Ferrol looked back at Reese. “Any other suggestions?”

From the expression on Reese’s face the suggestion he was toying with would have been a ripe one. But even as he took the necessary breath to make it—

“Anomalous motion, Chayne!” Demarco snapped. “It’s—God, it’s practically on top of us. Bearing twenty-three mark six, fifteen mark two; range, fifty-six kilometers.”

“A warship?” Reese demanded, his voice half an octave higher than normal.

Demarco threw him a look that was pure strained patience. “No. A space horse.”

“If a rather puny one,” Ferrol added, studying his own readouts.
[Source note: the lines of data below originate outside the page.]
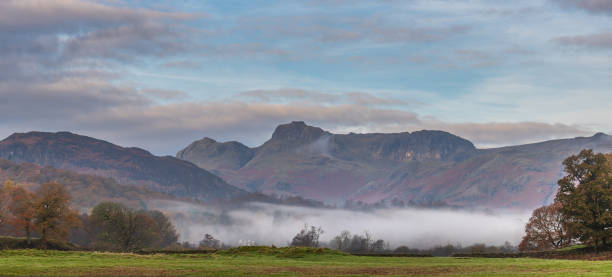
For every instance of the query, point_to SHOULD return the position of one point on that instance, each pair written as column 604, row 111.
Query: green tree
column 120, row 228
column 585, row 196
column 546, row 229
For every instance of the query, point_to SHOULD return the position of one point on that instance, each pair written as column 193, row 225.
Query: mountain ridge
column 127, row 165
column 423, row 166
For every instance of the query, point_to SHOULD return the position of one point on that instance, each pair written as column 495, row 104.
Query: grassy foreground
column 279, row 262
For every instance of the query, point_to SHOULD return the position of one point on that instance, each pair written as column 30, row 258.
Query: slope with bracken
column 422, row 167
column 86, row 190
column 132, row 166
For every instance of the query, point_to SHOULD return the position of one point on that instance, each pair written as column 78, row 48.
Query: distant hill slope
column 419, row 167
column 86, row 190
column 132, row 166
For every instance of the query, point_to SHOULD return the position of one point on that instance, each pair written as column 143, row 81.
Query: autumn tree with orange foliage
column 546, row 229
column 22, row 209
column 53, row 217
column 5, row 201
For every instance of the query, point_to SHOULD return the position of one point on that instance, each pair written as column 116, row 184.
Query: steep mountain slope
column 86, row 190
column 131, row 166
column 312, row 163
column 419, row 167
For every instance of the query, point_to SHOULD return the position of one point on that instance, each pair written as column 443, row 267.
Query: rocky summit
column 422, row 167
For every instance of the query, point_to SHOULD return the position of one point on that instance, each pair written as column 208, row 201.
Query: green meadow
column 281, row 262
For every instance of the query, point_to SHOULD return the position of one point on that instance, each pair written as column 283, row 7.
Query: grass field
column 280, row 262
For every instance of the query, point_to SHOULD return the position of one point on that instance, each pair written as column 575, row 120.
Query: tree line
column 46, row 214
column 582, row 210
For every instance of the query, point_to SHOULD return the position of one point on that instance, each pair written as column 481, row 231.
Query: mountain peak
column 297, row 131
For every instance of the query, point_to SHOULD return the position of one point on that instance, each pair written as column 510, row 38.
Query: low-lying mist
column 267, row 224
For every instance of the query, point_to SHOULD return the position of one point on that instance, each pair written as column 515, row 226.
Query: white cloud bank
column 417, row 228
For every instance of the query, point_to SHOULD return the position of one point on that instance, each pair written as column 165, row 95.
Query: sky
column 161, row 74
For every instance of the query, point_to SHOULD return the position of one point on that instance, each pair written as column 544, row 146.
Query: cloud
column 321, row 98
column 494, row 134
column 166, row 94
column 593, row 41
column 592, row 6
column 73, row 15
column 129, row 116
column 416, row 228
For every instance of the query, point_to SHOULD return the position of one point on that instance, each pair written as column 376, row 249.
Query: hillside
column 131, row 166
column 86, row 190
column 420, row 167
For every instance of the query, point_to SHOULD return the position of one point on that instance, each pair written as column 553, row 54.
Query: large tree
column 5, row 199
column 308, row 237
column 22, row 208
column 53, row 217
column 585, row 196
column 546, row 229
column 120, row 228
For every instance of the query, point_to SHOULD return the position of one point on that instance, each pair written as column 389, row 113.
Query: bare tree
column 308, row 236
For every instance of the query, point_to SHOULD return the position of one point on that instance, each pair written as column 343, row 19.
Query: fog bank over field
column 268, row 224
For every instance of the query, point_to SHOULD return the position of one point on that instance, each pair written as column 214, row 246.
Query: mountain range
column 410, row 168
column 130, row 166
column 422, row 167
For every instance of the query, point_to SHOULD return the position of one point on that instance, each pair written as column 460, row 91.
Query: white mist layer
column 268, row 224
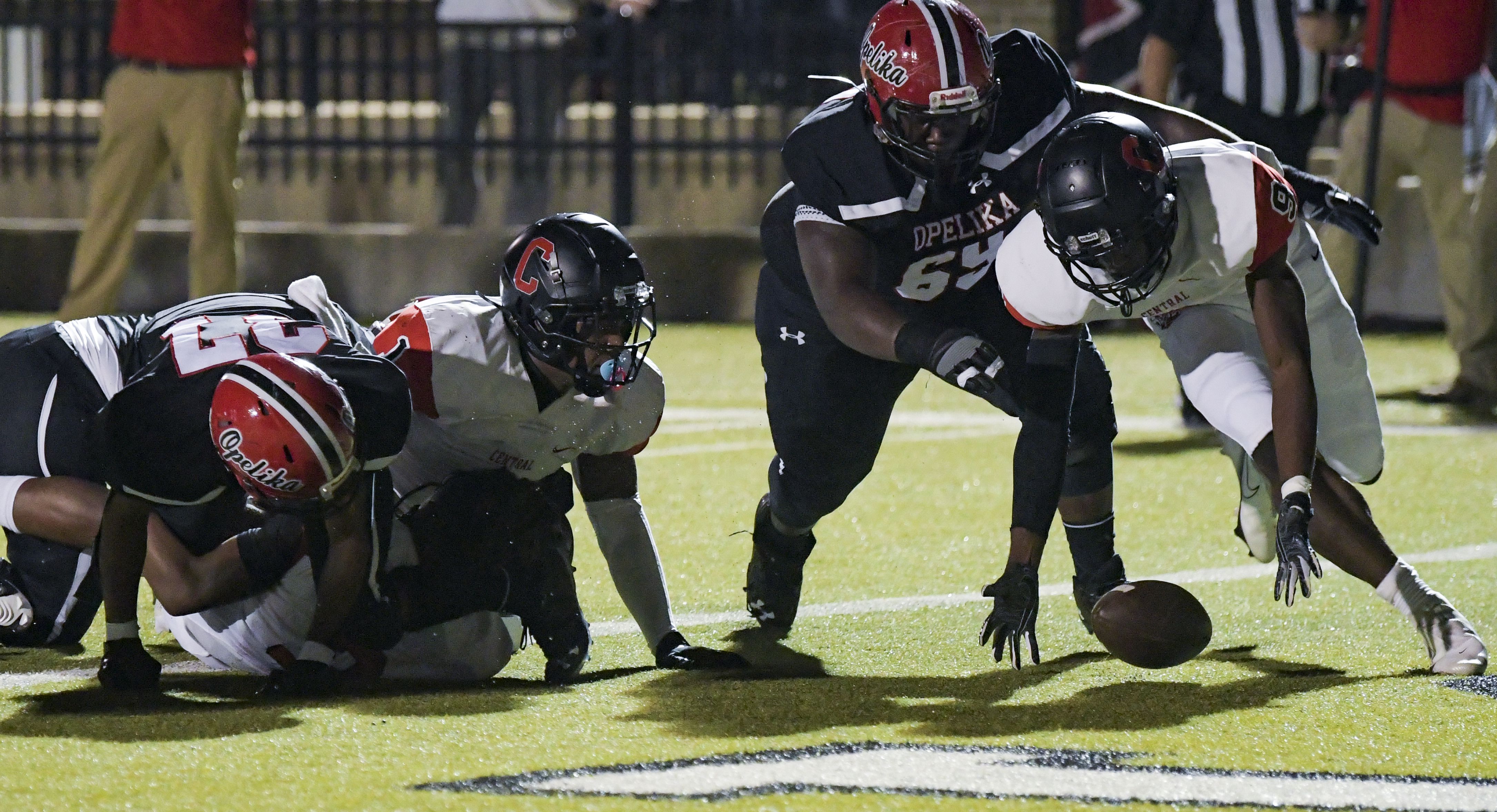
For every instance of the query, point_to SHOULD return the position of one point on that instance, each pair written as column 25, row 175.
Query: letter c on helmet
column 532, row 284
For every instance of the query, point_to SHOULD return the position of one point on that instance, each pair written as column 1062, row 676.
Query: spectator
column 475, row 62
column 1435, row 47
column 177, row 97
column 1243, row 68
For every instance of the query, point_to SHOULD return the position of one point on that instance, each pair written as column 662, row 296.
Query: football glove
column 1327, row 203
column 1015, row 606
column 676, row 652
column 303, row 678
column 1297, row 560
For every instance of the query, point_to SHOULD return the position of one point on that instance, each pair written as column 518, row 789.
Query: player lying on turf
column 483, row 570
column 878, row 260
column 552, row 375
column 58, row 378
column 1203, row 243
column 179, row 434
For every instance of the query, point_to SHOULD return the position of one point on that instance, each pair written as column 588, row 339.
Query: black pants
column 830, row 405
column 44, row 432
column 1291, row 137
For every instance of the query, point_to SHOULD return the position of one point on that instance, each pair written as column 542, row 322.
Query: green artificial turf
column 1336, row 684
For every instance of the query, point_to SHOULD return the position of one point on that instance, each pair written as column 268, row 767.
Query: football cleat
column 126, row 667
column 1089, row 588
column 16, row 607
column 1448, row 637
column 774, row 573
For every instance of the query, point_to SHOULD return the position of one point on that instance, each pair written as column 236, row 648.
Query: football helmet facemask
column 1107, row 197
column 575, row 294
column 285, row 430
column 927, row 68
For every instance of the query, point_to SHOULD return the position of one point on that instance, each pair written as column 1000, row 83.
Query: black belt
column 170, row 68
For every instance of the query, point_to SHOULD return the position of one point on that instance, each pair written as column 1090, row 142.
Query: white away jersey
column 475, row 407
column 1236, row 210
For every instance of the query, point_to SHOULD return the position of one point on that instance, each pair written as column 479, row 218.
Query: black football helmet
column 575, row 294
column 1107, row 195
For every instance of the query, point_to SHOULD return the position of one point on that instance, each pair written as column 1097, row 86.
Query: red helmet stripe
column 296, row 409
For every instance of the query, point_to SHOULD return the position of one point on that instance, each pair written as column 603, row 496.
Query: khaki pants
column 153, row 119
column 1415, row 146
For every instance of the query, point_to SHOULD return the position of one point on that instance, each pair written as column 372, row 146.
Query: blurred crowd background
column 153, row 149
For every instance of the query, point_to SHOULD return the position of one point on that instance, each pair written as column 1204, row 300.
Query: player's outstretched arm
column 610, row 487
column 1279, row 311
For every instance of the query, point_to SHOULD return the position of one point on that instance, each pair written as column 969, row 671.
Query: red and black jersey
column 155, row 434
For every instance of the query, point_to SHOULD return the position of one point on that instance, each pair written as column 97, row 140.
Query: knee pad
column 271, row 549
column 1089, row 468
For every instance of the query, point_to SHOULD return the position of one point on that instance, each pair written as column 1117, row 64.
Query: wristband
column 1296, row 485
column 315, row 651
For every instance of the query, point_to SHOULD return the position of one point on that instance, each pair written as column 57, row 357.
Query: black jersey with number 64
column 155, row 434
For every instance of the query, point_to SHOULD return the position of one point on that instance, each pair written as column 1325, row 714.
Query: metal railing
column 382, row 89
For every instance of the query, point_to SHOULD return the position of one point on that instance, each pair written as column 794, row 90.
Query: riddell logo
column 881, row 62
column 259, row 471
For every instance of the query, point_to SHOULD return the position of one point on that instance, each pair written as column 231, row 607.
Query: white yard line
column 1218, row 574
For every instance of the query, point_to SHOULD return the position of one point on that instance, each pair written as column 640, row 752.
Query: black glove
column 1015, row 604
column 1297, row 560
column 303, row 678
column 1327, row 203
column 676, row 652
column 960, row 357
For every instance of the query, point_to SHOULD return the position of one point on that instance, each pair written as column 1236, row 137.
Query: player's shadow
column 1194, row 441
column 969, row 706
column 194, row 708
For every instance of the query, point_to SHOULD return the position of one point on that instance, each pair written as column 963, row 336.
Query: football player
column 553, row 374
column 218, row 405
column 1203, row 242
column 58, row 378
column 879, row 255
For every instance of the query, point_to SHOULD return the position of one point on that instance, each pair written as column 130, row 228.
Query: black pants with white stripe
column 830, row 405
column 50, row 399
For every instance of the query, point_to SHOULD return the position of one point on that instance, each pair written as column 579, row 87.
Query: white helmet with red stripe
column 285, row 429
column 927, row 67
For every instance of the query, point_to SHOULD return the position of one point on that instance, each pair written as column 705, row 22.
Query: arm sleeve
column 623, row 534
column 1275, row 207
column 1177, row 23
column 1045, row 390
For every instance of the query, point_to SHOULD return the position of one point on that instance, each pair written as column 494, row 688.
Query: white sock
column 122, row 631
column 8, row 489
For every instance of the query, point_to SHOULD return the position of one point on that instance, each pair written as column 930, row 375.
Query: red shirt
column 192, row 33
column 1435, row 42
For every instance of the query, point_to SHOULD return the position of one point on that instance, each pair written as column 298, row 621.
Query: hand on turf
column 303, row 678
column 1297, row 560
column 1327, row 203
column 676, row 652
column 1015, row 606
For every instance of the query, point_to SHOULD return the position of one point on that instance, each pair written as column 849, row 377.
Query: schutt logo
column 259, row 471
column 881, row 62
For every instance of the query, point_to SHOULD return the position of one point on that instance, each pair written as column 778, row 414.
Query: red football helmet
column 285, row 429
column 927, row 67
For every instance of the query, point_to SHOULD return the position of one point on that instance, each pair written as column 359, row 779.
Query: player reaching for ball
column 1203, row 242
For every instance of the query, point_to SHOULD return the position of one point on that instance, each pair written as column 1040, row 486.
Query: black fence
column 382, row 89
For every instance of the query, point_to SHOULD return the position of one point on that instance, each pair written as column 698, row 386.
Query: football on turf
column 1152, row 624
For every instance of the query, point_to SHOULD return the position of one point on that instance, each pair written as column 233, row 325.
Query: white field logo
column 987, row 774
column 259, row 471
column 881, row 60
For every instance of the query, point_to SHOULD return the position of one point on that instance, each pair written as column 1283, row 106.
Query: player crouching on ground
column 1201, row 240
column 552, row 375
column 224, row 407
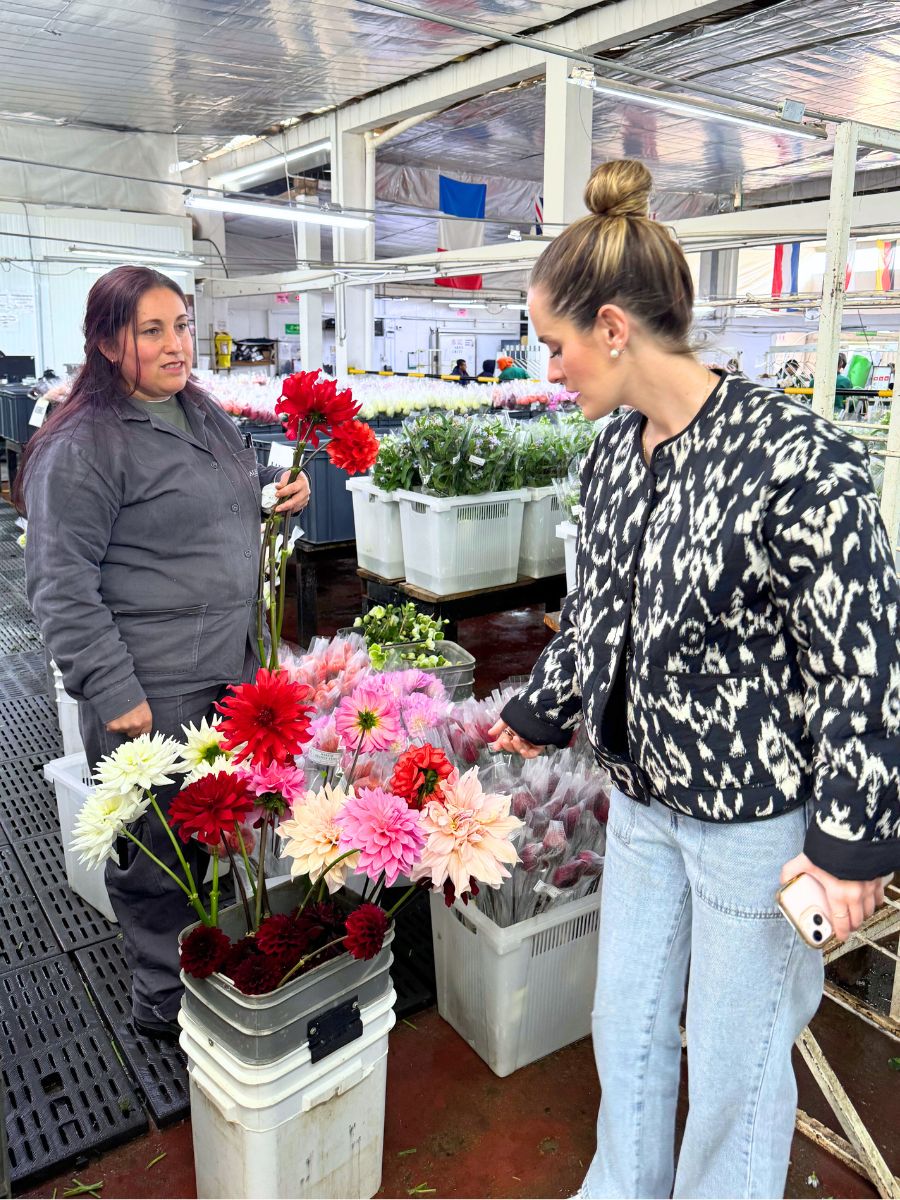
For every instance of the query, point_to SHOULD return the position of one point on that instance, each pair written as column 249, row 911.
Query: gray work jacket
column 143, row 552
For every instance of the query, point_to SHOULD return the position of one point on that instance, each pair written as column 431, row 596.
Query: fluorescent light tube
column 700, row 109
column 253, row 169
column 274, row 211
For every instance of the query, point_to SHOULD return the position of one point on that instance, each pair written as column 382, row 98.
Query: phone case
column 804, row 904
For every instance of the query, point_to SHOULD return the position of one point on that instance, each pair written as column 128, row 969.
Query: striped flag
column 885, row 269
column 465, row 202
column 778, row 270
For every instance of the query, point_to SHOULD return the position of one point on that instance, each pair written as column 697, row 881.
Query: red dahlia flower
column 418, row 775
column 366, row 928
column 210, row 807
column 353, row 448
column 313, row 403
column 282, row 936
column 268, row 719
column 259, row 973
column 204, row 951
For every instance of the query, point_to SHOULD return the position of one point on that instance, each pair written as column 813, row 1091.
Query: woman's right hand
column 135, row 723
column 504, row 738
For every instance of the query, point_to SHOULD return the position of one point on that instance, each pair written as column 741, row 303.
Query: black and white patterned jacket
column 733, row 635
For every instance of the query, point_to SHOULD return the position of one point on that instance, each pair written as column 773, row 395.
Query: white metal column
column 309, row 249
column 568, row 113
column 844, row 169
column 354, row 307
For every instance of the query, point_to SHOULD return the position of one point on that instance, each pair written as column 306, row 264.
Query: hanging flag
column 885, row 269
column 466, row 203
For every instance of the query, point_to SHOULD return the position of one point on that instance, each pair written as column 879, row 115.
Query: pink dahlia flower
column 467, row 835
column 385, row 832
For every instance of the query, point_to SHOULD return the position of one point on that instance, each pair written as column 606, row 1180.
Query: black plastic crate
column 66, row 1093
column 29, row 727
column 157, row 1067
column 73, row 922
column 25, row 935
column 28, row 803
column 329, row 514
column 23, row 675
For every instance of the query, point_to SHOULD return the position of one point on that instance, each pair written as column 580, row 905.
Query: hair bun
column 619, row 189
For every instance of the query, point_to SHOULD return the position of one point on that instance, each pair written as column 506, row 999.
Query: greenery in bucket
column 395, row 468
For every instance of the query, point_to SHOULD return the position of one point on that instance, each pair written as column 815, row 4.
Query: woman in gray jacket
column 731, row 645
column 143, row 546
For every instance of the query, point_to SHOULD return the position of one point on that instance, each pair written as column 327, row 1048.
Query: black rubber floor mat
column 25, row 935
column 23, row 675
column 66, row 1093
column 28, row 727
column 28, row 803
column 16, row 636
column 413, row 970
column 73, row 921
column 157, row 1067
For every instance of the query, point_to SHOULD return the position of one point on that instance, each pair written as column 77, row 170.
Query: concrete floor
column 454, row 1128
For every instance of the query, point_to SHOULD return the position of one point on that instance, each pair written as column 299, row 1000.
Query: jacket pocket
column 162, row 641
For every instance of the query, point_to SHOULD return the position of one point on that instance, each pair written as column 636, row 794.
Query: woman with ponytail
column 731, row 643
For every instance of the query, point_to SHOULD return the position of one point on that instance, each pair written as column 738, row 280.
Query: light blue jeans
column 676, row 892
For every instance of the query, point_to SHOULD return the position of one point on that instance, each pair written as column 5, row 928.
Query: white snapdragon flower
column 145, row 762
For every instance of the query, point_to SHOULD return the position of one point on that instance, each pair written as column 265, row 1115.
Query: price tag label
column 39, row 413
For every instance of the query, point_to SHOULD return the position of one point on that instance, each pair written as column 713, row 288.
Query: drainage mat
column 25, row 936
column 157, row 1067
column 23, row 675
column 28, row 803
column 73, row 921
column 66, row 1093
column 29, row 727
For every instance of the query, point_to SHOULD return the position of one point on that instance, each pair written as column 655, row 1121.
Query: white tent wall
column 148, row 156
column 46, row 288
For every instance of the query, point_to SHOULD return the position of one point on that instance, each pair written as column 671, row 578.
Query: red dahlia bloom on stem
column 259, row 973
column 353, row 448
column 210, row 807
column 282, row 936
column 268, row 719
column 313, row 403
column 366, row 928
column 204, row 951
column 418, row 775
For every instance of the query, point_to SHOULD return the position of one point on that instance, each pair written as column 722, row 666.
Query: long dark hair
column 112, row 306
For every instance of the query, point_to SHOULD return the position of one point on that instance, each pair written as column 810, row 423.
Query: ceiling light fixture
column 274, row 211
column 277, row 162
column 702, row 109
column 138, row 257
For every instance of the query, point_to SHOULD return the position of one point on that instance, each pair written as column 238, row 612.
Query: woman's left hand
column 292, row 497
column 850, row 901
It was small, come to think of it. In fact, unless the computer had completely scrooned up the distance calculation—

And abruptly, a shiver ran up his back. “That’s a calf, Mai.”

Demarco peered at the display. “I’ll be damned.”

Ferrol licked his upper lip, his heart beginning to thud in his ears as he keyed the general intercom. A space horse calf. Young, impressionable… and maybe, just maybe, trainable. “Captain to crew: we’ve got a target. Starting our approach now.”

He paused. “Look real sharp, gentlemen. I want this one.”